Wtedy Cywińska zgłasza pomysł, by poprosić ministra kultury o dofinansowanie teatru (co okazało się realne: "Wybrzeże' zyska status Teatru Narodowego i 2 mln zł rocznie, co stanowi prawie 50 procent jego budżetu) i dyskusja już gna do szczęśliwego finału.

Żakowski: "Czy jest możliwe pozostawienie Macieja Nowaka na stanowisku?"

Marszałek: "Jest, jeśli teatr przedstawi mi plan naprawy finansów".

Przedstawiciel teatru: "Przedstawimy w najbliższą środę"

Żakowski: "Czy jeśli plan będzie dobry, Nowak zostanie?"

Marszałek: "Tak". I dodaje: "Nie chcę być grabarzem tego teatru".

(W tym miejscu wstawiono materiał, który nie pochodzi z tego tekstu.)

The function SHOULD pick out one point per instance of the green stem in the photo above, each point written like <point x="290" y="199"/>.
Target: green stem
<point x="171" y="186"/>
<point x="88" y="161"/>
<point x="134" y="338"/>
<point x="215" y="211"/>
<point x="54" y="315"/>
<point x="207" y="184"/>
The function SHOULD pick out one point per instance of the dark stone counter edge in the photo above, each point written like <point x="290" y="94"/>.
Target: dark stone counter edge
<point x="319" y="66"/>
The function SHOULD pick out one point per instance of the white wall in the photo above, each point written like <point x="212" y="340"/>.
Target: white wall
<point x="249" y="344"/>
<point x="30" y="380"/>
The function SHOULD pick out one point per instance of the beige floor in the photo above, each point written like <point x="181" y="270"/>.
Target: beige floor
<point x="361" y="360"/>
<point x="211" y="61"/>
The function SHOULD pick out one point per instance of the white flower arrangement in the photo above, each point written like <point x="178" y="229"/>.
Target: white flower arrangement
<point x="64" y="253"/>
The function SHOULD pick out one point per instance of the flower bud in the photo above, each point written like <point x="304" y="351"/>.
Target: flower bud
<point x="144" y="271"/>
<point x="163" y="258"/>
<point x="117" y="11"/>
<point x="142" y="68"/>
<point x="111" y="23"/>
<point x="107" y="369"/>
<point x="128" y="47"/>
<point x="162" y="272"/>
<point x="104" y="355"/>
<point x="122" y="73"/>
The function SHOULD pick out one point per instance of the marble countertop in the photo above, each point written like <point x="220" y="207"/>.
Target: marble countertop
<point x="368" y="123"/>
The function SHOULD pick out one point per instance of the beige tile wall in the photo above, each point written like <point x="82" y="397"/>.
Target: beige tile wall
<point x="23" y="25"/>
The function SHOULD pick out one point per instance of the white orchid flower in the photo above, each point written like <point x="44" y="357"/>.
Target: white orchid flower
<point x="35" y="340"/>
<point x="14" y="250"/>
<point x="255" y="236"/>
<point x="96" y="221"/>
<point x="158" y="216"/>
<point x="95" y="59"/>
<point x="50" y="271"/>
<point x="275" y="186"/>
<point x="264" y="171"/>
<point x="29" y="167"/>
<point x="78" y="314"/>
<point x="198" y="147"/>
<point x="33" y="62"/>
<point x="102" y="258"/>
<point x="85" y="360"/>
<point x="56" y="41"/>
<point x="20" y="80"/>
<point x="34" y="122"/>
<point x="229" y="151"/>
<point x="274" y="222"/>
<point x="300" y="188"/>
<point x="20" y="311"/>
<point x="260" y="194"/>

Następują burzliwe oklaski przechodzące w owację, powszchne "kochajmy się", dziesiątki osób osobiście dziękują i gratulują marszałkowi. Aktorzy zarzucają mu na ramiona teatralny szalik. Radosna rozmowa wszystkich ze wszystkimi trwa jeszcze długo na ulicy.

Na stronie

"Spodziewałem się eskalacji konfliktu - skomentował dyskusję na prośbę "Foyer" jeszcze w połowie sierpnia Vilquist - A tu Marszałek zaczął słuchać argumentów. To było coś, co zdarzyło mi się po raz pierwszy w życiu: spokojna, merytoryczna dyskusja z władzami".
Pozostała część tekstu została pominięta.